Manhattan's Girl Vol. 1

43 M. Não Consegue Mudar


Notas iniciais
OIIIIIII PESSOINHAAAASSS DA MINHA VIDAAAAAA. Por favor, não me odeiem, mas eu realmente tenho uma desculpa plausível pra deixar vcs com a curiosidade a flor da pele. Minhas aulas começara, depois minhas provas, ai minha mãe fez o favor de cancelar o wifi daqui de casa e eu estava ficando neurada pq não conseguia postar pelo celular. Maaaaaassss agora estou de volta e prometo q vou postar com total regularidade. Já terminei a primeira temporada de Manhattan's Girl e já comecei a escrever a segunda. Espero que me perdoem. Amo vcs pessoal.
XOXO
-M.

- Não quero ir! – Megan bateu os pés na rua, fazendo cara feia pra mãe, Clarisse. – Não vou entrar!

- Meg, pare de se comportar como uma criança. – a Sra. Dickinson repreendeu-a, arrumando os cabelos castanho-claros – Desde quando você não gosta de fazer compras comigo?

Megan e Clarisse Dickinson estavam entrando na Madison Avenue, indo para a Veronique, a loja de artigo de luxo para gravidas, após sair do Lenox Hill e saber que o bebe era uma menina.

- Desde quando o seu “fazer compras” se tornou fazer compras para o bebe. – Megan retrucou impaciente. – Além disso, tenho coisas mais importantes a fazer.

- O que pode ser mais importante do que fazer compras com a sua irmã e sua mãe?

- Ahn... Qualquer coisa. – Megan olhou para as suas Uggs azul-bebe de pele de ovelha e as barras da sua calça Seven sujas de lama. – Não quero ir!

- Ora, vamos, Meggie. Vai ser divertido. – A mãe a pegou pela mão e a puxou para a entrada da loja.

As enormes portas de vidro da loja se abriram e Megan viu o mundo dos bebes.
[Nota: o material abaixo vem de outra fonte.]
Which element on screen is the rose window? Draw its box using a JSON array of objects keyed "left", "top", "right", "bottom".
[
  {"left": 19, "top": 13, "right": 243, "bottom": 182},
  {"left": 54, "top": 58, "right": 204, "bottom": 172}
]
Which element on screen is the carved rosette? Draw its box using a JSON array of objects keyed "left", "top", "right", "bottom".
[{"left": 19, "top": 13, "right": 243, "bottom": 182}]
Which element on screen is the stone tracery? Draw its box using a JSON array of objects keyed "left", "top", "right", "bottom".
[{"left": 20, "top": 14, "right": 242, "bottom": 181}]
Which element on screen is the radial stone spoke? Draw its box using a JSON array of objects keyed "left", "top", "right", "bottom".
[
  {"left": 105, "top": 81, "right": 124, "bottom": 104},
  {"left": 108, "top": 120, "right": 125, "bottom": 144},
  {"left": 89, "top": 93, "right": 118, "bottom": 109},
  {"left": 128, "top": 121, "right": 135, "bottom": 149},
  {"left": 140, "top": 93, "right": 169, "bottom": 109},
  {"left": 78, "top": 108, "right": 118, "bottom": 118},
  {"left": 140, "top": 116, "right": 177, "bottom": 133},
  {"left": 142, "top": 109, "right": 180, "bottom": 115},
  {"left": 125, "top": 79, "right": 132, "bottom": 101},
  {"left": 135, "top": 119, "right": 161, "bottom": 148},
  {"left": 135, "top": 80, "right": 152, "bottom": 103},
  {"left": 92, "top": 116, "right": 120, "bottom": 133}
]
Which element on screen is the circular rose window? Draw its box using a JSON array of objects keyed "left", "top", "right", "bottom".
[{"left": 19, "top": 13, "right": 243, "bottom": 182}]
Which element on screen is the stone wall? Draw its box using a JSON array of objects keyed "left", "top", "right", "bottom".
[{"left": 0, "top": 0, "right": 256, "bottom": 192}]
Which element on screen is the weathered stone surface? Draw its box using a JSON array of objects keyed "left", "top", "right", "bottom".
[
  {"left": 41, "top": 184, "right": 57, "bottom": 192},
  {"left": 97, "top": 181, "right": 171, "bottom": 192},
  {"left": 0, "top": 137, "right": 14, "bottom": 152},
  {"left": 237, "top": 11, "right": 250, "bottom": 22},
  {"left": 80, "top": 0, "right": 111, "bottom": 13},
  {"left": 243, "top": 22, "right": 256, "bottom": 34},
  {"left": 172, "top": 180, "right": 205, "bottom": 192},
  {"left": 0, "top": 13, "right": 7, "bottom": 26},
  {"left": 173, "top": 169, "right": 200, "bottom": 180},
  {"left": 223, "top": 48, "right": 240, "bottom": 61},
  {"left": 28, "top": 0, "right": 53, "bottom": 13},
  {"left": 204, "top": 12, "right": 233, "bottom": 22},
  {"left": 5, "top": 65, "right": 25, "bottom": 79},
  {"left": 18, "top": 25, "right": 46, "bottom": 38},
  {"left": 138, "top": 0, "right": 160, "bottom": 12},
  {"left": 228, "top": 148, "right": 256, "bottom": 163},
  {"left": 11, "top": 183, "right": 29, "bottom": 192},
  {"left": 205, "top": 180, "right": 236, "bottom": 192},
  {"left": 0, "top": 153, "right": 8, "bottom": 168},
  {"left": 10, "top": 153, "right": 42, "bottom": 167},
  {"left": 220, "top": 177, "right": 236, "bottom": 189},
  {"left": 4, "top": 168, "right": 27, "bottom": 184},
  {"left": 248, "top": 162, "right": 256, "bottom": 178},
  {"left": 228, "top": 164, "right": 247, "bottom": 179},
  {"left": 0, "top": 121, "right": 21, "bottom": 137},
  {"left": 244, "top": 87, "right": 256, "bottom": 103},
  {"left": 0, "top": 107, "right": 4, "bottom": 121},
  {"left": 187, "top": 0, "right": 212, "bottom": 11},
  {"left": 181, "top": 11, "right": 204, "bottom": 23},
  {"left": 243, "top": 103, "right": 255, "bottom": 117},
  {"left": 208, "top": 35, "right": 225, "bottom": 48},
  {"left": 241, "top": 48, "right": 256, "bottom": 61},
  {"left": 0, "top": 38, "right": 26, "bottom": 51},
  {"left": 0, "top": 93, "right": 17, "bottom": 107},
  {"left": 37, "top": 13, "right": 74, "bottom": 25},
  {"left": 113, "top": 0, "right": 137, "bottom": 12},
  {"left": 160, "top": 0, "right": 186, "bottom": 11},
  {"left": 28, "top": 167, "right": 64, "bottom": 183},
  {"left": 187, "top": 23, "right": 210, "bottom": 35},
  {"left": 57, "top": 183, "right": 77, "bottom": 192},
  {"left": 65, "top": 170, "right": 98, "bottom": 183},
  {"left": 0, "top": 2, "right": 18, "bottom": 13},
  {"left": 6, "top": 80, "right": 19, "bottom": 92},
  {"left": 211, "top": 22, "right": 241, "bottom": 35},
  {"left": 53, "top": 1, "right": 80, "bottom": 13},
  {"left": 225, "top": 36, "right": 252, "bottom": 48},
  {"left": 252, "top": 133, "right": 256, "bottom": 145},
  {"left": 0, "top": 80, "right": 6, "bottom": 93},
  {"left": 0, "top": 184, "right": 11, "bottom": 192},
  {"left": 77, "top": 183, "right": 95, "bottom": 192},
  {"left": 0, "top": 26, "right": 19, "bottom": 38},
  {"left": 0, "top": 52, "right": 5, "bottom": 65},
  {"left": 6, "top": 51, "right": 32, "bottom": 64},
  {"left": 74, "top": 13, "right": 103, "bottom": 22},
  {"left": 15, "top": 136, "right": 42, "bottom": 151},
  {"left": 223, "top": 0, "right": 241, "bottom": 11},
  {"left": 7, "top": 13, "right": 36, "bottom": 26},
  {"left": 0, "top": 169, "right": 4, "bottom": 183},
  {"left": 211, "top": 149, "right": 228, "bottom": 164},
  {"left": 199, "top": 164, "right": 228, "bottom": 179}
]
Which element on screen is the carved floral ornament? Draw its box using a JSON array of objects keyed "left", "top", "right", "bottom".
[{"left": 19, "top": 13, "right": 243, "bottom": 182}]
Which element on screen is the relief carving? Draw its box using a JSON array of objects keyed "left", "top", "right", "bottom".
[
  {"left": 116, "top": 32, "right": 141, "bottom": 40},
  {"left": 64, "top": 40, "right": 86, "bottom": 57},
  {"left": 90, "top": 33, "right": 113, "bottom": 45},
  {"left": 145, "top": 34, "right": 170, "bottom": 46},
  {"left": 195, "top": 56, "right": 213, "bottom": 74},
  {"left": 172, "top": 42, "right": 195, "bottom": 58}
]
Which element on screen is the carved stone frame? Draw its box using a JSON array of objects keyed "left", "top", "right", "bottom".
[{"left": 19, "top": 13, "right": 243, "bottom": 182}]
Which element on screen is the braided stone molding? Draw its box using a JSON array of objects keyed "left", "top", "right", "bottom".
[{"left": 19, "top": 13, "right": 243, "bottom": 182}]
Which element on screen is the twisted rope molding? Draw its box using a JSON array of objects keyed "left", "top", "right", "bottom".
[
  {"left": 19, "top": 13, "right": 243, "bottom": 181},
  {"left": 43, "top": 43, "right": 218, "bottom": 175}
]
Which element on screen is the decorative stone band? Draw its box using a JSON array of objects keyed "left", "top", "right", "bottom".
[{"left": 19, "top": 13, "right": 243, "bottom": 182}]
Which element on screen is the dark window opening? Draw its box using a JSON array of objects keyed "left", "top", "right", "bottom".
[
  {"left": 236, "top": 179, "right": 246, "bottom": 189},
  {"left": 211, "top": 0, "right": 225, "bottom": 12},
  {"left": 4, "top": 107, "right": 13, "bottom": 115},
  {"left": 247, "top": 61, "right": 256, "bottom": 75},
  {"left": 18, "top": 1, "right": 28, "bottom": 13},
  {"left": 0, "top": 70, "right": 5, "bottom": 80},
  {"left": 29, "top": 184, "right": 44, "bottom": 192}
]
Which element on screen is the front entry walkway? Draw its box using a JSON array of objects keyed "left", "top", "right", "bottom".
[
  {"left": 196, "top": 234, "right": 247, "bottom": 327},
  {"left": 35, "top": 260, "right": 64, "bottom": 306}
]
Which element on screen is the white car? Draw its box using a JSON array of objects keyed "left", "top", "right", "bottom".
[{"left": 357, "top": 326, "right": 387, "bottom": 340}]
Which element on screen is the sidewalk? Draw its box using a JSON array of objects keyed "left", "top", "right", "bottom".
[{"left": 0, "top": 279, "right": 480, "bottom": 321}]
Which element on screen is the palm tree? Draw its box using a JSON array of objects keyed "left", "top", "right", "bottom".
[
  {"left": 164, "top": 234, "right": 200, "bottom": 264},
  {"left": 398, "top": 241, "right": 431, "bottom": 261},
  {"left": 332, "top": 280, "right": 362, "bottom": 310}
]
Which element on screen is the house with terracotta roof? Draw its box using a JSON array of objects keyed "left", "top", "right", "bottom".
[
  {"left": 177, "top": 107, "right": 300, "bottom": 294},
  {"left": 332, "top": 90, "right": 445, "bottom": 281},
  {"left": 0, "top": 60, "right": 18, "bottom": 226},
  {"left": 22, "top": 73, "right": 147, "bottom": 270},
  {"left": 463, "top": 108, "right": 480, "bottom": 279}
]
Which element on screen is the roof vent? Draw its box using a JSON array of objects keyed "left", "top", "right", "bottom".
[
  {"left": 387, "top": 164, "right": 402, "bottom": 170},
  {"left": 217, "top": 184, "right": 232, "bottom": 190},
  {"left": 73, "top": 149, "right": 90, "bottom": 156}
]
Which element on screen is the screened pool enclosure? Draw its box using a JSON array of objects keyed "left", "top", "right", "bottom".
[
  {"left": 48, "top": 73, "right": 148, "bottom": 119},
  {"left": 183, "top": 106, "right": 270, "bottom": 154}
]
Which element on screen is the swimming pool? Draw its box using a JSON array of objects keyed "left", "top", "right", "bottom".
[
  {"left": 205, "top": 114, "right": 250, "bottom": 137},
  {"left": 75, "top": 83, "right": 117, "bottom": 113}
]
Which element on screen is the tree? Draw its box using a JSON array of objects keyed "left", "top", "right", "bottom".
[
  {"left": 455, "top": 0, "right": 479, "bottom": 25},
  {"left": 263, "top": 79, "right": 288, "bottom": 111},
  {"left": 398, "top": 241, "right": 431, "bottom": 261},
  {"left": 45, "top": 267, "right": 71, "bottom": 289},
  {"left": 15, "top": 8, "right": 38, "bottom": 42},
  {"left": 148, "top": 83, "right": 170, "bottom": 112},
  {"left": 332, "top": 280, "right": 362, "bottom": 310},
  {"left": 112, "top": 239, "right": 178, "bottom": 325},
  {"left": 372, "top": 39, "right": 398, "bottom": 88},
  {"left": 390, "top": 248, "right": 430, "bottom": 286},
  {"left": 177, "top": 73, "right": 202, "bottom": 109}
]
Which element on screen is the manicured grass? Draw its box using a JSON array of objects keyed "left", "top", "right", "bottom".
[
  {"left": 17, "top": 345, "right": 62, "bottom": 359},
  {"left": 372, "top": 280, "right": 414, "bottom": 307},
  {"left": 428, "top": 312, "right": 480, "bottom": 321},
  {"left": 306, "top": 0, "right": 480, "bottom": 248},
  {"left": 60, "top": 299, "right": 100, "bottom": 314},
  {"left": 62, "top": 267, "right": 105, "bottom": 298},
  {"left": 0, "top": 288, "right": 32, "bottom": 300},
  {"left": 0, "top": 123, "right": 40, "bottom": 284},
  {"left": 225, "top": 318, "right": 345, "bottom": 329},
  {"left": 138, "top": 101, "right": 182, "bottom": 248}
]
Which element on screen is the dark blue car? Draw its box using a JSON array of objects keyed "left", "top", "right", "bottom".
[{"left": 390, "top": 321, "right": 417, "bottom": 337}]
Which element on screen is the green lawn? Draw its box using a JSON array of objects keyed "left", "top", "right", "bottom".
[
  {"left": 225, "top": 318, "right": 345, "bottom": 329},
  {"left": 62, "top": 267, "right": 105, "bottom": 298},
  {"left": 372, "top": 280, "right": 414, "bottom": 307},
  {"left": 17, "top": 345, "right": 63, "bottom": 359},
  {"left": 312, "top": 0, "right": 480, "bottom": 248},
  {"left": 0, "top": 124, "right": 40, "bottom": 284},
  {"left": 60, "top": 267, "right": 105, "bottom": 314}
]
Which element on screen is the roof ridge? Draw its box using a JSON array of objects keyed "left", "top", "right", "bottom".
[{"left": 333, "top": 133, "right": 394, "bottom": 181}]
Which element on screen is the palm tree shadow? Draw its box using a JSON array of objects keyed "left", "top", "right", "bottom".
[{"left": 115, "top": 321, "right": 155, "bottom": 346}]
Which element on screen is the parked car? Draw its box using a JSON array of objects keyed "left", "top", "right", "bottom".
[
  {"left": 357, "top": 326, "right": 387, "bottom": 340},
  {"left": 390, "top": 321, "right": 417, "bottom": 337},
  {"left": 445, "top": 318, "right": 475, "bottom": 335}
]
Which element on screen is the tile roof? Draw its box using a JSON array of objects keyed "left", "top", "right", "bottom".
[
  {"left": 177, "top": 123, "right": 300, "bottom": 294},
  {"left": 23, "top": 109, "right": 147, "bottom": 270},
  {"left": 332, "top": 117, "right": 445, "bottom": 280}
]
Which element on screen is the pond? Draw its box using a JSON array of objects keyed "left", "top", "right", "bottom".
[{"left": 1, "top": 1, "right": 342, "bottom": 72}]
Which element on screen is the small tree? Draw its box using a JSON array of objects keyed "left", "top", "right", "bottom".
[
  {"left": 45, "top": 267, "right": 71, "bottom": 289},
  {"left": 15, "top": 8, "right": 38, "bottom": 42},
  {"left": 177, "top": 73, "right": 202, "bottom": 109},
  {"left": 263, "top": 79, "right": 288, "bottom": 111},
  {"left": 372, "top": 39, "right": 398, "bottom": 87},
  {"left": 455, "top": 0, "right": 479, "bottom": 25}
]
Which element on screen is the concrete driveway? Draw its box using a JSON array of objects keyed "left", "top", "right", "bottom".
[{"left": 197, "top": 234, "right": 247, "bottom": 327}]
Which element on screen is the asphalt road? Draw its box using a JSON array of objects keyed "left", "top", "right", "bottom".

Berços, fraldas, roupinhas, carrinhos e brinquedos estavam distribuídos e organizados pela loja gigantesca. Varias vendedoras perfeitamente uniformizadas sorriram e acenaram para a Sra. Dickinson.

Megan jogou-se em um dos sofás brancos e tirou o iPhone da bolsa de camurça azul-escuro Guishem. Uma mensagem de Stacy, outra de Dave e a ultima de seu pai. Ignorou todas as três, pensando que seria melhor passar o fim de ano fora de Nova York, fugindo do frio, da neve e de toda aquela merda de gravidez.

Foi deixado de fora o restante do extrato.